Thursday, August 14, 2014

Summer Reading Recap, Non-Fiction Edition

More summer reading from Lindi. This time it's non-fiction! I know -- that's rare for me, but it does happen from time to time that I pick up a book from the numbered part of the library. Sometimes I even read a few chapters.

But... but... but... I actually read two this summer, start to finish! Windows on Nature: The Great Habitat Dioramas of the American Museum of Natural History, by Stephen Christopher Quinn, and Old Books, Rare Friends: Two Literary Sleuths and Their Shared Passion, by Madeleine B. Stern and Leona Rostenberg.

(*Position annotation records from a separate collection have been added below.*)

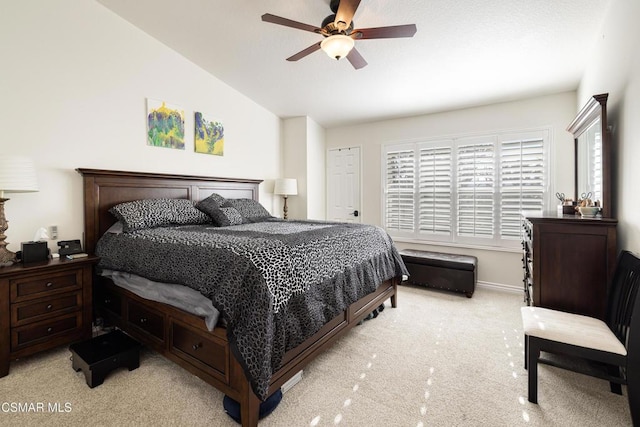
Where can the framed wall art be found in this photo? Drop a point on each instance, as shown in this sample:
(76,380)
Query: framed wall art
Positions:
(208,135)
(165,125)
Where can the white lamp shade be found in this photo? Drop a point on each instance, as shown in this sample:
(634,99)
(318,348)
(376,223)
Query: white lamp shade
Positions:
(337,46)
(286,187)
(17,175)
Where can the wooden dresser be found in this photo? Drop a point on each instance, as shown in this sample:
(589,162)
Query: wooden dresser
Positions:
(44,305)
(568,262)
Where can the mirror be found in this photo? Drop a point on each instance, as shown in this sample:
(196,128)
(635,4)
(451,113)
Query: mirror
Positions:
(593,153)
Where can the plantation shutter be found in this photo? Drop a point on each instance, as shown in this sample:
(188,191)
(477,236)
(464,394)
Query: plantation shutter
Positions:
(522,182)
(400,184)
(435,188)
(476,188)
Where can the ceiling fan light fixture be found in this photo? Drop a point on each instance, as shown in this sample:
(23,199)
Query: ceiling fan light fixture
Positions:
(337,46)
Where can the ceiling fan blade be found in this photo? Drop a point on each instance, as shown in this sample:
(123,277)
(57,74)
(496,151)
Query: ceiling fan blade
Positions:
(346,10)
(267,17)
(304,52)
(356,59)
(385,32)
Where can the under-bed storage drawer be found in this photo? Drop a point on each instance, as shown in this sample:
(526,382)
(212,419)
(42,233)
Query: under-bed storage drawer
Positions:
(109,301)
(148,321)
(197,349)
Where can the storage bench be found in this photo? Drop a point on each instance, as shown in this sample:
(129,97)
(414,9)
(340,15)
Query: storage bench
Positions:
(443,271)
(99,356)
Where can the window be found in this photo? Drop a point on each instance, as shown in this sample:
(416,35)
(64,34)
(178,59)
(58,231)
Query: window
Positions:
(467,190)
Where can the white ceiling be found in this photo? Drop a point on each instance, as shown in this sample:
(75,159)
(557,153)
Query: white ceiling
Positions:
(465,52)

Quinn seduced me with his coffee table book full of gorgeous photos -- historical shots of people and workshops, full color photographs of landscapes and dioramas, and frankly who isn't pulled in by the magic of a diorama? So, yes, I was intrigued by the subject and figured something with that many pictures would be fun to thumb through. But captions with the recurring name of Carl Akeley piqued my interest. On one page he's bandaged after having been mauled by a leopard, on another it's after an elephant crushes his lungs. I had to read the book to find out who this guy is and why he's going back to Africa over and over again? Along the way I found out Akeley pretty much single handedly invented modern dioramas and perfected taxidermy. I found out that the paintings on those curved backdrops are seriously distorted up close and that pretty much everything in the displays was collected in the field and preserved through a variety of methods. I found out that the museum dioramas of the late 19th century were instrumental for preserving wildlife habitats around the world. Turns out Windows on Nature is a fascinating book!

One reason Carl Akeley was interesting to me was his lack of formal education. He grew up on a farm and loved the outdoors. He apprenticed with a taxidermist which led him to his life's work -- preserving animal specimens in the service of educating the public. His work in natural history museums and in establishing wildlife preserves was a clear case of following his passion to find a career. Stern and Rostenberg recount their similar paths. Unlike Akeley, they went to high school and college and, in fact, Rostenberg continued on through graduate school. But their careers, while bolstered because of their educational background, really came about outside the "usual" trajectories. Or should I say usual for men?

Stern taught high school English for many years, and Rostenberg toiled for her Ph.D at Columbia, only to have her completed dissertation rejected by her advisor who had wanted her to research something else. It was right after World War II. She got a job with a Viennese rare book dealer who had fled the Nazis and set up shop in New York. On their own time, Stern and Rostenberg continued to research their passions -- Stern's for 19th century womens' lives and Rostenberg's for early print literature. Stern wrote and published important biographies, including one of Louisa May Alcott, and in fact researching that book uncovered Alcott's pseudonym. Scholars had long believed Alcott wrote the kind of sensationalist stories that Jo March does in Little Women, but no one had a clue until Rostenberg found a reference to "A.M. Barnard" with other notations of payment for writing.

Meanwhile Rostenberg continued collecting and researching her beloved early print literature, ultimately opening her own rare books business. Both women regularly published their findings in literary and trade journals with the occasional biography from Stern. That they were discouraged from the usual academic research positions mattered not. They have never stopped questioning, searching, learning and sharing through their writing, and Old Books, Rare Friends is but one example of their perseverance and generosity.